How to optimize write latency for global tables in CockroachDB

Achieving low latency reads in a transactionally consistent, multi-region database is a unique challenge. In CockroachDB, two approaches are frequently used: geo-partitioning data so that it is located in the region where it is accessed most frequently, and historical reads, which read slightly stale data from local replicas. However, there is a third approach that is used less frequently because it fits a narrower use case: global tables. Global tables offer low-latency non-stale reads from all regions at the cost of higher write latency, and they can be used in many cases where the workload has a high read to write ratio.

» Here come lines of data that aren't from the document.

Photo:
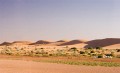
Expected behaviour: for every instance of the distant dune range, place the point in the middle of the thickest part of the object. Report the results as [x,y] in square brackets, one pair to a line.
[105,43]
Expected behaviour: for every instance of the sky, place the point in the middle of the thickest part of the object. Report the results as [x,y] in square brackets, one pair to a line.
[59,19]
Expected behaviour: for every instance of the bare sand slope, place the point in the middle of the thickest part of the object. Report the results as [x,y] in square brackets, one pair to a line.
[18,66]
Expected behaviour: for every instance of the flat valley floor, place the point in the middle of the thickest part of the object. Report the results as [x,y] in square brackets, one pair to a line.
[21,66]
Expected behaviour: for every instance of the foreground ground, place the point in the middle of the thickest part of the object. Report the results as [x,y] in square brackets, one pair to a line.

One of the challenges with global tables is high write latency, which can be as high as 800ms with the default cluster configuration (as of 22.1) in a cluster spanning the globe. This article explores techniques for optimizing write latency of global tables, which can be used to lower the latency to 250ms or less. Although global tables are not appropriate for all use cases, optimizing write latency can eliminate a barrier to adoption for workloads with a high read to write ratio.

A peek under the hood

Tables in CockroachDB can be marked as global tables by a simple declarative SQL statement or a change to the table’s zone configuration. When a table is marked as a global table, transactions to the table’s ranges use the “non-blocking transaction” protocol, a variant of the standard read-write transaction protocol. The term “non-blocking” comes from the fact that, outside of failure scenarios, reads don’t block on the atomic commit protocol of writes. This is because writes to these ranges are created slightly in the future, making them invisible to current time reads. To ensure that followers have successfully replicated changes, write transactions incur a high wait time, during which time replication to followers is ensured.

To understand how global tables work, let’s consider two types of timestamps: transaction timestamps and closed timestamps.

When a transaction is created in CockroachDB, it is assigned a timestamp. In typical transactions, the timestamp corresponds to the node’s current time, determined by its hybrid logical clock (HLC). However, when a transaction writes to a global table, a timestamp is chosen that is slightly in the future, typically hundreds of milliseconds, essentially scheduling it for the future time. After the transaction commits, control is not returned to the client until the current time catches up to the future write timestamp. This wait time is why global tables have higher write latency. It is sometimes referred to as the “lead time for global reads”.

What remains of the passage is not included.